SPDX-License-Identifier: CC-BY-SA-4.0
In the CreateTrainingJob request, you specify the training algorithm that you want to use. You can also specify algorithm-specific hyperparameters as string-to-string maps. The following table lists the hyperparameters for the k-means training algorithm provided by Amazon SageMaker. For more information about how k-means clustering works, see How K-Means Clustering Works.
Parameter Name | Description |
---|---|
feature_dim | The number of features in the input data. Required Valid values: Positive integer |
k | The number of required clusters. Required Valid values: Positive integer |
epochs | The number of passes done over the training data.
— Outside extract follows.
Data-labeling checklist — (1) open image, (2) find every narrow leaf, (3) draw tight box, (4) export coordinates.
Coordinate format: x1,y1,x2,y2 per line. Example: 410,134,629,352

Optional Valid values: Positive integer Default value: 1 |
eval_metrics | A JSON list of metric types used to report a score for the model. Allowed values are msd for Means Square Error and ssd for Sum of Square Distance. If test data is provided, the score is reported for each of the metrics requested. Optional Valid values: Either [\"msd\"] or [\"ssd\"] or [\"msd\",\"ssd\"] . Default value: [\"msd\"] |
extra_center_factor | The algorithm creates K centers = num_clusters * extra_center_factor as it runs and reduces the number of centers from K to k when finalizing the model. Optional Valid values: Either a positive integer or auto . Default value: auto |
half_life_time_size | Used to determine the weight given to an observation when computing a cluster mean. This weight decays exponentially as more points are observed. When a point is first observed, it is assigned a weight of 1 when computing the cluster mean. The decay constant for the exponential decay function is chosen so that after observing half_life_time_size points, its weight is 1/2. If set to 0, there is no decay. Optional Valid values: Non-negative integer Default value: 0 |
init_method | Method by which the algorithm chooses the initial cluster centers. The standard k-means approach chooses them at random. An alternative k-means++ method chooses the first cluster center at random. Then it spreads out the position of the remaining initial clusters by weighting the selection of centers with a probability distribution that is proportional to the square of the distance of the remaining data points from existing centers. Optional Valid values: Either random or kmeans++ . Default value: random |
local_lloyd_init_method | The initialization method for Lloyd’s expectation-maximization (EM) procedure used to build the final model containing k centers. Optional Valid values: Either random or kmeans++ . Default value: kmeans++ |
local_lloyd_max_iter | The maximum number of iterations for Lloyd’s expectation-maximization (EM) procedure used to build the final model containing k centers. Optional Valid values: Positive integer Default value: 300 |
local_lloyd_num_trials | The number of times the Lloyd’s expectation-maximization (EM) procedure with the least loss is run when building the final model containing k centers. Optional Valid values: Either a positive integer or auto . Default value: auto |
local_lloyd_tol | The tolerance for change in loss for early stopping of Lloyd’s expectation-maximization (EM) procedure used to build the final model containing k centers. Optional Valid values: Float. Range in [0, 1]. Default value: 0.0001 |
mini_batch_size | The number of observations per mini-batch for the data iterator. Optional Valid values: Positive integer Default value: 5000 |